FDI in Indian economy

Is India’s current investor rush too much of a good thing?

Note4Students

From UPSC perspective, the following things are important :

Prelims level: Impact of funding surge on economy

Mains level: Paper 3- PE funding in India

Human traits driving financial markets

  • To imitate and to conform — do what others around us are doing — are common and very powerful human tendencies.
  •  In financial markets, “herd behaviour” is a warning sign: When markets are doing well, people invest for no other reason than their neighbours having become wealthier (and vice versa).
  • There is another human trait that affects markets — success increases risk appetite.
  • If someone’s financial investments work, they are very likely to invest more, and ignore safety measures.

Factors driving the private equity investments

  • Better physical infrastructure (rural roads, electrification, phone penetration, data access).
  • Several layers of innovation (universal bank account access, surging digital payments on the “India Stack”).
  • 45 lakh software developers (largest in the world).
  • Maturing industries (for example, as research budgets of Indian pharmaceutical manufacturers have grown 10 times in the last 15 years.
  • The ecosystem can take on more challenging projects now, versus just generic filings a decade back).
  • Strong medium-term economic growth prospects create fertile ground for private equity investments.
  • Investors with patient capital (knowing that the businesses will not make money for several years) are now betting on and financing a faster transition to electric vehicles than was earlier anticipated.
  • In financial services, innovative methods of lending, insurance underwriting and wealth management are being experimented with, which are likely to only expand the market meaningfully.
  • An army of Software-as-a-Service (SaaS) firms have been funded in the hope of revolutionising the development and distribution of software.
  • There are also new-age distribution and logistics companies, education technology firms, and branded consumer goods suppliers, in addition to “normal” e-commerce, gaming and food-delivery startups.

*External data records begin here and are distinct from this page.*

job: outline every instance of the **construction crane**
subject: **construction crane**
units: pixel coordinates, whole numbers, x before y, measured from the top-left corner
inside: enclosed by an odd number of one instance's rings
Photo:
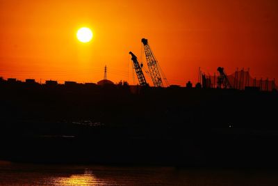
[[[157,63],[157,60],[152,53],[151,48],[148,44],[148,41],[145,38],[142,39],[142,42],[144,45],[145,54],[146,56],[147,64],[149,68],[149,74],[152,77],[152,80],[154,83],[154,86],[156,87],[163,87],[163,83],[161,79],[161,75],[163,76],[163,73],[159,68]],[[166,78],[164,78],[167,83]]]
[[[147,86],[147,84],[146,82],[146,79],[145,78],[143,72],[141,69],[142,64],[141,64],[141,65],[139,64],[139,62],[137,60],[137,57],[136,55],[133,54],[133,53],[129,52],[129,54],[131,55],[131,60],[132,61],[133,61],[134,69],[135,72],[136,72],[137,77],[138,78],[139,84],[141,86]]]
[[[220,73],[220,76],[218,77],[218,87],[221,88],[222,85],[223,85],[224,88],[233,88],[229,82],[228,78],[227,77],[226,73],[224,72],[224,68],[218,67],[218,71]]]

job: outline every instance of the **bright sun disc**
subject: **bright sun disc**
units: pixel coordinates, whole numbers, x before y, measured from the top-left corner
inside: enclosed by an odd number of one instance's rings
[[[77,38],[82,42],[88,42],[92,38],[92,32],[89,28],[83,27],[78,30]]]

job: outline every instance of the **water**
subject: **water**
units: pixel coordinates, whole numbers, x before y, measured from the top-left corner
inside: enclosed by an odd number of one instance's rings
[[[0,162],[0,185],[278,185],[278,171]]]

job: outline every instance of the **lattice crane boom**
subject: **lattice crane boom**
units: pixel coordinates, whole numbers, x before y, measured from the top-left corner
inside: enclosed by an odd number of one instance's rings
[[[147,81],[145,78],[143,72],[142,71],[141,66],[139,64],[137,57],[133,53],[129,52],[129,54],[131,55],[131,60],[134,64],[135,72],[136,72],[137,77],[138,78],[139,84],[141,86],[147,86]]]
[[[159,66],[158,65],[157,61],[154,57],[153,52],[148,44],[148,41],[145,38],[142,39],[142,42],[144,45],[145,54],[146,56],[147,64],[149,68],[149,74],[154,86],[156,87],[163,87],[163,83],[161,79],[161,73],[159,72]]]

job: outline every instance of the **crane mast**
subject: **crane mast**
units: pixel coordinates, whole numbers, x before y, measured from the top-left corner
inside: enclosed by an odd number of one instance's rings
[[[159,72],[157,61],[154,57],[151,48],[148,44],[148,41],[145,38],[142,39],[142,42],[144,45],[145,54],[146,55],[147,63],[149,68],[149,74],[151,75],[152,80],[154,86],[156,87],[163,87],[161,76]]]
[[[141,66],[140,65],[137,57],[131,52],[129,52],[129,54],[131,55],[131,60],[134,64],[135,72],[136,72],[137,77],[138,78],[139,84],[141,86],[147,85],[146,79],[145,78],[143,72],[142,71]]]
[[[218,77],[218,87],[221,88],[221,85],[223,85],[224,88],[233,88],[233,86],[231,85],[231,84],[228,79],[228,77],[227,77],[226,73],[224,72],[224,68],[218,67],[218,71],[219,72],[219,74],[220,74],[220,76]]]

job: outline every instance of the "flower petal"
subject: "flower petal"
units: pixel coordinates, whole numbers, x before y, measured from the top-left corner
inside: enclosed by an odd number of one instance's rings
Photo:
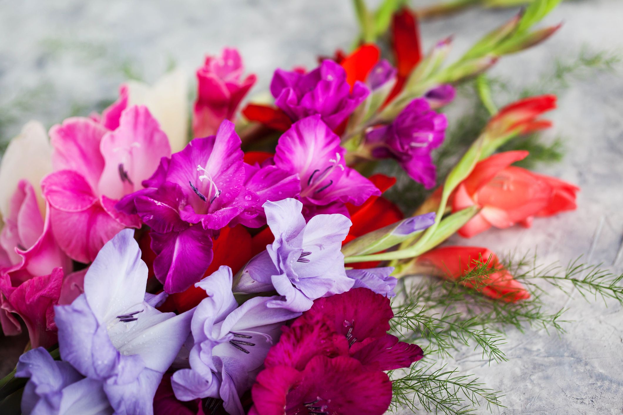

Risks involved in a rapid infusion of capital

  • Allocation inefficiency: Theoretically, an economy India’s size is capable of absorbing the $52 billion of PE funding seen over the last 12 months, but in practice, such a rapid surge creates allocation inefficiency. 
  •  As investors rush to deploy ever-larger sums of money, they appear to be running out of companies to invest in that can productively deploy this capital.
  • The result is companies’ valuations rising manifold within months and small firms getting more capital inflows than they can deploy, often resulting in wasteful business plans.
  • When investors rush to deploy funds, the risk of fraud rises — inadequate disclosures and weak due diligence are compounded by incentives to misrepresent financial data.
  • The discovery of any such frauds would likely freeze funding for the industry for a few quarters.

Why now?

  • India has never lacked entrepreneurs, but lacked risk capital given the low per capita wealth.
  • As savers like pension and insurance funds in the developed world responded to record-low interest rates by allocating more to PE as an asset class, private funding markets have grown rapidly in the last 15 years globally.
  • In India, PE funding has exceeded public-market fund-raising every year in the past decade.
  • While earlier, only a few business groups could muster sizeable amounts of risk capital to establish new businesses and disrupt old ones, entrepreneurs can now lay hands on hundreds of millions of dollars if the idea makes sense.

Conclusion

For now, this flow of funds is a welcome booster for the economy as it recovers from the scars of the pandemic-driven lockdowns. While valuations can be volatile in the near term, we are in the early stages of this reshaping of India’s corporate landscape.